A fianco dei grandi eventi e dei festival classici esiste davvero un numero imprecisato di piccoli festival di grande valore, organizzati con attenzione nella scelta delle band, con una connotazione grafica riconoscibile e un seguito fedele che ne garantisce una certa longevità.
Era un po’ che volevamo partecipare ad una rassegna musicale di questo tipo, pensata e realizzata per un numero di appassionati ridotto e se possibile – allo stesso tempo – dotata anche di qualche comfort in più del solito: l’austriaco Celebrare Noctem ci è parso essere esattamente quello che stavamo cercando e quindi a fine Novembre ci siamo recati in quel di Wels – fra Salisburgo e Linz – per assistere ad una due giorni di black metal piuttosto tradizionale e sicuramente underground, visti i nomi coinvolti.
In cartellone al Celebrare Noctem nel tempo abbiamo infatti visto nomi scelti secondo due direttive: headliner di un certo richiamo, seppur appartenenti all’underground, e nomi più recenti ma realmente ‘di culto’. Quest’anno nel bill oltre a realtà in giro da molti anni come Tulus, Khold, Koldbrann e Aura Noir, sono apparsi gruppi collegati ad etichette discografiche dal curriculum importante come Terratur Possessions, Invictus Productions, World Terror Committee e Nuclear War Now! che eravamo veramente curiosi di vedere esibirsi su un palco.
A voi il resoconto di come è andata.
VENERDÌ 29 NOVEMBRE
La nona edizione del festival viene divisa su due giorni, con la volontà precisa di offrire al pubblico poche band per giornata ma con scalette piuttosto corpose: è una scelta abbastanza inusuale se vogliamo, soprattutto pensando all’ossatura principale del fest, dedicato solamente ad un genere, il black metal.
In ogni caso, sei sono i gruppi del venerdì e altrettanti quelli del sabato, con inizio verso le cinque del pomeriggio.

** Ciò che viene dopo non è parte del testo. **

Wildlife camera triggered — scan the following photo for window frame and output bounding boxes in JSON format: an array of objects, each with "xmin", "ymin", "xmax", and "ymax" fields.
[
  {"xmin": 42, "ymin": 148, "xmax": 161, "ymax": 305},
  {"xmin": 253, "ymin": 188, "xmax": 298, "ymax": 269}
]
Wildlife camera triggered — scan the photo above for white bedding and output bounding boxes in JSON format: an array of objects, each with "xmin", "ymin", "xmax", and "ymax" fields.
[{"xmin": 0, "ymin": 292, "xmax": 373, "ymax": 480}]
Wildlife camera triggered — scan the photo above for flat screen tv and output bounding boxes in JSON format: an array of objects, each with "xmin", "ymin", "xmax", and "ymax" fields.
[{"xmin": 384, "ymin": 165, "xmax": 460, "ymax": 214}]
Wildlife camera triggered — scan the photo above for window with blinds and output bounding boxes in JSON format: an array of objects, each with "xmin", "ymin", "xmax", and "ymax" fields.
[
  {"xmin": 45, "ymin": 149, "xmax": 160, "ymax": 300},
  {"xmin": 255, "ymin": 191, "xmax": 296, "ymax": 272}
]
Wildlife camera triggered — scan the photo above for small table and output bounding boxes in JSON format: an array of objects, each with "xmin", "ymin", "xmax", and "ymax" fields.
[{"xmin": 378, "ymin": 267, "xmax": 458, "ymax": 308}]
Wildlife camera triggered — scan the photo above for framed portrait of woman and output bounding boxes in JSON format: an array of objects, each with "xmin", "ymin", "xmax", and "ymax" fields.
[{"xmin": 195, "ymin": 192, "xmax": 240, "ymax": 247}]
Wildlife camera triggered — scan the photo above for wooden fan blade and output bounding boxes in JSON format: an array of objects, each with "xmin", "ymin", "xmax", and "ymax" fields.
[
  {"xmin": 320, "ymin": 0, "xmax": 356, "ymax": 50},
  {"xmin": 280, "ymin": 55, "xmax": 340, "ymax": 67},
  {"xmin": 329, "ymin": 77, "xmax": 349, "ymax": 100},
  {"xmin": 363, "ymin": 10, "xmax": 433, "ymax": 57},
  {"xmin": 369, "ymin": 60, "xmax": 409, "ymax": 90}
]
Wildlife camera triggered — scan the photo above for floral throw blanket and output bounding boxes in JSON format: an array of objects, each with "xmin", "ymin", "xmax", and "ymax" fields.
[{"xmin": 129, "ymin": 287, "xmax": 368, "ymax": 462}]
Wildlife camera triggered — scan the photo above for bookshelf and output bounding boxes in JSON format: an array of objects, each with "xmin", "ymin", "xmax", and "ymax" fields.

Mentre attendiamo la prima band, riusciamo a prendere la prima birra ed acclimatarci presso l’Alter Schlachthof di Wels che altro non è se non uno dei tanti, bellissimi centri di aggregazione giovanile con sala concerti annessa presenti nella zona mitteleuropea.
Un paio di bar, servizi, un bel cortile, dello street food e una stanza con alcune distro locali non potranno far altro che allietare la nostra esperienza. Appena sentiamo le prime note, entriamo nella sala concerti quasi completamente buia (fatta eccezione qualche luce fioca nella zona merch) e ci godiamo l’esibizione dei MYSTERIUM XARXES, formazione a cinque dedita ad un raw black metal molto classico e veloce che ha già una piuttosto nutrita discografia di stampo ultra-underground con EP e full usciti in quantità e formati limitati.
L’impatto è molto piacevole, sostenuto dall’estetica occulta di mantelli, bracciali borchiati, teschi e candele mostrata dal leader Homvnkvlvs e dai quattro musicisti che, nella quasi totale oscurità, lo affiancano dal vivo. La loro proposta scivola via magari senza particolari guizzi ma è sicuramente riuscita e crea una certa atmosfera.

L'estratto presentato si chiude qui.